Assuérus se leva, renversant presque la table basse devant lui. Il quitta la salle du festin, marchant d’un pas raide, et se rendit dans le jardin du palais, vers les allées de cyprès et de myrtes. La brise du soir devait y être fraîche. Il avait besoin d’air, de contenir le tremblement de ses mains avant de prononcer un arrêt irrévocable.

Haman, lui, était resté. Il se leva à son tour, chancelant. Le monde qu’il avait patiemment construit – la faveur, la puissance, la poutre de cinquante coudées préparée pour Mardochée – s’écroulait en un instant. Il vit dans les yeux d’Esther non de la haine, mais une résolution si profonde qu’elle en était effrayante. La panique le submergea. Il se jeta vers la reine, tombant presque au pied de son divan, implorant, saisissant les plis de sa robe.

« Grâce ! Aie pitié ! Ignorais-je que tu étais… »

Mais les mots se brouillaient dans sa bouche. Esther se recula, le visage fermé. C’est à ce moment que le roi revint de la terrasse. Il vit la scène : Haman, effondré, prostré sur le divan de la reine, dans une posture qui, dans la pénombre, pouvait sembler menaçante ou intime. Ce fut l’étincelle.

« Quoi ! s’écria-t-il, la voix sifflante. Violeras-tu aussi la reine, avec moi dans la maison ? »

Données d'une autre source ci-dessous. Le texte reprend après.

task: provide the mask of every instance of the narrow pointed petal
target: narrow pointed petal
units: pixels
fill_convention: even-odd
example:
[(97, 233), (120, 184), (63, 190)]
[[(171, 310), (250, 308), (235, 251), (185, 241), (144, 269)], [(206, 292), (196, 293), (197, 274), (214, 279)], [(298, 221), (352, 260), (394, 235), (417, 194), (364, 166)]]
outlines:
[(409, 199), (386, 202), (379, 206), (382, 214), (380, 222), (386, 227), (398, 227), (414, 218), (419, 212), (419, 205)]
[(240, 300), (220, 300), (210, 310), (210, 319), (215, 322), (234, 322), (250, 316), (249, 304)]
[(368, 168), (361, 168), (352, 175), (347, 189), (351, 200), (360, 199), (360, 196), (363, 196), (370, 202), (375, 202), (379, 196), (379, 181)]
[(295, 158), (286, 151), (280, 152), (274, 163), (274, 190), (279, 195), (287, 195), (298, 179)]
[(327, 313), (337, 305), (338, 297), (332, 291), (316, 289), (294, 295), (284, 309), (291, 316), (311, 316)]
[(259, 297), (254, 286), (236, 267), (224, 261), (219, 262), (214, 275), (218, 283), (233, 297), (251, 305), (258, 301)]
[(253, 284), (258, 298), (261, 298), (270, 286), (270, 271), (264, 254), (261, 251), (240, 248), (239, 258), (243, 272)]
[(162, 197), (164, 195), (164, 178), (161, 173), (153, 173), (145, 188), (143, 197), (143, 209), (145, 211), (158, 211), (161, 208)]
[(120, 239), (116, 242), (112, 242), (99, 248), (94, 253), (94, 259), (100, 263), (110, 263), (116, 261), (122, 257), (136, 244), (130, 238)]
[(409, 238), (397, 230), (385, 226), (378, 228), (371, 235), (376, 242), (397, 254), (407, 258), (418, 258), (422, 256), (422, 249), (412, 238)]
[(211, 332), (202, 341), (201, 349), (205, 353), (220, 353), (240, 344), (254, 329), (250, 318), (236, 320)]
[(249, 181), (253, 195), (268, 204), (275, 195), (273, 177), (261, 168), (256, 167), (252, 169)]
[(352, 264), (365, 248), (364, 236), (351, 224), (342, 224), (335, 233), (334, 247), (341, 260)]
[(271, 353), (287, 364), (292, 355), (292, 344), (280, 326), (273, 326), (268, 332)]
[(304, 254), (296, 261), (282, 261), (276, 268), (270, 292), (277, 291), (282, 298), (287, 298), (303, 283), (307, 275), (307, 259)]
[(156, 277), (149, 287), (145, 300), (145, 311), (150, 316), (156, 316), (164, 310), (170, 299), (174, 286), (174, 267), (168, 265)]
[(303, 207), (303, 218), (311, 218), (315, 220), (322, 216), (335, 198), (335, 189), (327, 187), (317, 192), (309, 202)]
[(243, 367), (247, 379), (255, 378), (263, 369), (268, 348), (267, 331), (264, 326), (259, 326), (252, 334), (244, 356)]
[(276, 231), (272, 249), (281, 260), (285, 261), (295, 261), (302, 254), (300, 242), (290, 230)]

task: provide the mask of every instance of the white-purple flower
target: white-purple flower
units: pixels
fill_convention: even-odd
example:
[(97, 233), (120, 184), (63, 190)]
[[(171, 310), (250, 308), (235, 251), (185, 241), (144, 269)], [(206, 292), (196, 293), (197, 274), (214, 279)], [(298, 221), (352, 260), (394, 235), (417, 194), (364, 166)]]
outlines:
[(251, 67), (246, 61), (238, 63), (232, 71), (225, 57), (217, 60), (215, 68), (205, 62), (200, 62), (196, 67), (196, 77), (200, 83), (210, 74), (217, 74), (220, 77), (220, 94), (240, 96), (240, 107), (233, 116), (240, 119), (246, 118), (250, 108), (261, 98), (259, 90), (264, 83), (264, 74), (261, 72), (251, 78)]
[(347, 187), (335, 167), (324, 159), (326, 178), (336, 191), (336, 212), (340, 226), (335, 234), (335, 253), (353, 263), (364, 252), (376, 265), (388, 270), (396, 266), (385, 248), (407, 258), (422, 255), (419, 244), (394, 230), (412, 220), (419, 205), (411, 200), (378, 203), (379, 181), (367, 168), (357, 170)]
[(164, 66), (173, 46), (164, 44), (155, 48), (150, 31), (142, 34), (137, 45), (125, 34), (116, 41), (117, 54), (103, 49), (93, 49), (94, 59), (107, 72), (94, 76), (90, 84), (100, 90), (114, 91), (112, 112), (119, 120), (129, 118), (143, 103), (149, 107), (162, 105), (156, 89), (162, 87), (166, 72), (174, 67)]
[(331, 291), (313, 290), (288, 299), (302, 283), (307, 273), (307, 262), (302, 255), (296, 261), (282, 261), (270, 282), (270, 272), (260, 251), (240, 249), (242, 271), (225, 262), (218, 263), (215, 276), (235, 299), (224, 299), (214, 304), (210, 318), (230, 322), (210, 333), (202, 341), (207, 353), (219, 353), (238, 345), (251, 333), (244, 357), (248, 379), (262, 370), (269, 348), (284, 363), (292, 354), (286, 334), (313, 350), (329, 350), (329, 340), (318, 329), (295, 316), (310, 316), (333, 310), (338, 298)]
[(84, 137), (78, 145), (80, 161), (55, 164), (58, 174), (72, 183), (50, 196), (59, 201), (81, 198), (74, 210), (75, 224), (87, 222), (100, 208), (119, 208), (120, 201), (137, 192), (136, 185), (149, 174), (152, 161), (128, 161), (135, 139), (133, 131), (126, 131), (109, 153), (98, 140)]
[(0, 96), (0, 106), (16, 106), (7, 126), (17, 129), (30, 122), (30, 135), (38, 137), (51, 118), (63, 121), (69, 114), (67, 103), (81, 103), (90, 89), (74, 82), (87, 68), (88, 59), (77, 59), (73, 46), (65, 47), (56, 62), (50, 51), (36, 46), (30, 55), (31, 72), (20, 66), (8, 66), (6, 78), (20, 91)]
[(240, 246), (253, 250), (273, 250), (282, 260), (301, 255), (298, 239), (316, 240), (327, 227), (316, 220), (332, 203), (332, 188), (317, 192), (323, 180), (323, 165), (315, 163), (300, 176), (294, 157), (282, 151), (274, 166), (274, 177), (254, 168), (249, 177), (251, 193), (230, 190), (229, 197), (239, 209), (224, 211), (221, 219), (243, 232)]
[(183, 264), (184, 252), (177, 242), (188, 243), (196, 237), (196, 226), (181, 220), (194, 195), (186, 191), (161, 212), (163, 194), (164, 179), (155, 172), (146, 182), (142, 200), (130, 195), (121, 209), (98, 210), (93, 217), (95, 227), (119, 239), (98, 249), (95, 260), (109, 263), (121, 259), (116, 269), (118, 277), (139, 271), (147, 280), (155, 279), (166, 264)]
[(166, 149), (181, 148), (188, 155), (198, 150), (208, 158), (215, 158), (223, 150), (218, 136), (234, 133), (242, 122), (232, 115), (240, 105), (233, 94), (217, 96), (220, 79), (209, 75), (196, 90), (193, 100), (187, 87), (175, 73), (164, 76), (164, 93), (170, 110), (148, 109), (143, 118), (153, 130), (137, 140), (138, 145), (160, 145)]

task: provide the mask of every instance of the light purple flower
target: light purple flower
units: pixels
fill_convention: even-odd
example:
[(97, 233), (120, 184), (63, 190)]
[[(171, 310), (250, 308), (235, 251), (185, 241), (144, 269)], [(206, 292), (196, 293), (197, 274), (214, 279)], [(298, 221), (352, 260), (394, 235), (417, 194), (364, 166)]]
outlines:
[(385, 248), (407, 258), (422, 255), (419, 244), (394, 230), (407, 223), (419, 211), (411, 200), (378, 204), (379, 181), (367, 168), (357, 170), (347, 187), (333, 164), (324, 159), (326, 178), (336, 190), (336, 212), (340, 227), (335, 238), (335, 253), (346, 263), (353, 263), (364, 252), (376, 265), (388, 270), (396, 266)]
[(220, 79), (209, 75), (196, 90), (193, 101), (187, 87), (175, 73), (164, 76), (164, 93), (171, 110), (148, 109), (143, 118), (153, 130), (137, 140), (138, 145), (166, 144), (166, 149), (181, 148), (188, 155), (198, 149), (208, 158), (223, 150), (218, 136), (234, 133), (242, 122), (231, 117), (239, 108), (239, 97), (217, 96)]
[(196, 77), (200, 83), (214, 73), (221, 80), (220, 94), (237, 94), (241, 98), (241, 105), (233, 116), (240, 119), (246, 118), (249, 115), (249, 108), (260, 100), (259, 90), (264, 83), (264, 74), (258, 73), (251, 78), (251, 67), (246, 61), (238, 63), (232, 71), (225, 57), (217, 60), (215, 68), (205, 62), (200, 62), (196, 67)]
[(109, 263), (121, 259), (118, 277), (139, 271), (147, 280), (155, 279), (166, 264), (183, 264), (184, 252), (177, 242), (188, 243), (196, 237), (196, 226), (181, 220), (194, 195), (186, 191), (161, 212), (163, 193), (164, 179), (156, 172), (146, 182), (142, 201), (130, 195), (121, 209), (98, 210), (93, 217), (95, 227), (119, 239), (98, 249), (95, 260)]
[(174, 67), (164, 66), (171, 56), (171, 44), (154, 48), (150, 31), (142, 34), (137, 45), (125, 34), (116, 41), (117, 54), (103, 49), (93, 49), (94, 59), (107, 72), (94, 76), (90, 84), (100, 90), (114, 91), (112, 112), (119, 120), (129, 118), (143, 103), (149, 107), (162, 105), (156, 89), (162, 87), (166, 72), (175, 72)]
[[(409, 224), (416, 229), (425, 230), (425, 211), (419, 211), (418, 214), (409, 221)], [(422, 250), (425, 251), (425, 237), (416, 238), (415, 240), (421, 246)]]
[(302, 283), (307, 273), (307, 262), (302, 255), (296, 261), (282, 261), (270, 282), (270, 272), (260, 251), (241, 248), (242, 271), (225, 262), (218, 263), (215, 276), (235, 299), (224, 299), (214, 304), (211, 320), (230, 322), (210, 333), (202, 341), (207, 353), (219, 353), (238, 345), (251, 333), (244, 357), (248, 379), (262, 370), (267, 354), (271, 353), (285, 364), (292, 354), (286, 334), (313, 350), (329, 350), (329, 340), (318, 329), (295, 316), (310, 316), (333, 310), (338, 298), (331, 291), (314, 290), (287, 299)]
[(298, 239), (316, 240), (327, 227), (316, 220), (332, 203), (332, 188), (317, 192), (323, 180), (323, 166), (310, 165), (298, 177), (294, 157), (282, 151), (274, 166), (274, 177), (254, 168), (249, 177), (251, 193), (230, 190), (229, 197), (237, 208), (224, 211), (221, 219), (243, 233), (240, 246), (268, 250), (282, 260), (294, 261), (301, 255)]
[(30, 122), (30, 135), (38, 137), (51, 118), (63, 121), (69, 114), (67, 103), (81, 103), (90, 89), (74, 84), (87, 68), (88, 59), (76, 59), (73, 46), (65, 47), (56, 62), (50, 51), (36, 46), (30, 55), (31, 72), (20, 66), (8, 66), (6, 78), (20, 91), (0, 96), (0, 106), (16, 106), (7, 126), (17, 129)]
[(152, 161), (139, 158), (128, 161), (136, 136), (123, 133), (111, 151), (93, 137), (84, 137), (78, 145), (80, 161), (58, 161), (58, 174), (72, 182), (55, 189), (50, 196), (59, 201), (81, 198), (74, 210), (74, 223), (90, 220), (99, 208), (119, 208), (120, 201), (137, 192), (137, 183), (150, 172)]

La sentence était implicite. À peine les mots avaient-ils franchi ses lèvres qu’un voile noir tomba sur le visage de Haman. Les eunuques, Harbona et les autres, présents en retrait, comprirent. Ils s’avancèrent, non pas avec brutalité, mais avec une efficacité glaçante. L’un d’eux, un homme au visage impassible, jeta un voile de lin sur la tête de Haman, coutume qui signifiait la condamnation à mort.

Harbona, qui avait observé toute la scène avec des yeux de faucon, parla alors, se souvenant d’un détail.

« Voici justement, dit-il d’une voix neutre, la poutre que Haman a préparée pour Mardochée, celui qui a parlé pour le bien du roi. Elle se dresse dans la maison de Haman, haute de cinquante coudées. »

Le roi eut un mouvement de tête bref, comme pour chasser une mouche.
« Qu’on l’y pende. »

Ils l’emmenèrent. Il n’y eut pas de cris, seulement le froissement des étoffes, un pas traînant sur les dalles de marbre. Esther ne regarda pas. Elle fixait la coupe renversée devant elle, un filet de vin rouge sombre coulant comme du sang sur le bois clair de la table. Un immense vertige la saisit, mêlé d’une fatigue si profonde qu’elle aurait voulu disparaître.

Puis, le calme revint, étrange, irréel. Les serviteurs s’activèrent sans bruit à nettoyer, à remettre de l’ordre. Le roi se rassit, plus pâle. Il regarda Esther longuement, et dans ses yeux, elle lut un mélange de culpabilité, de colère rentrée, et une forme de respect nouveau. La colère du roi s’apaisa, mais le palais, ce soir-là, ne retrouva pas sa quiétude. Une vérité terrible avait été mise à nu, et l’odeur de la trahison, plus tenace que celle des festins, flotterait encore longtemps dans les couloirs de Suse.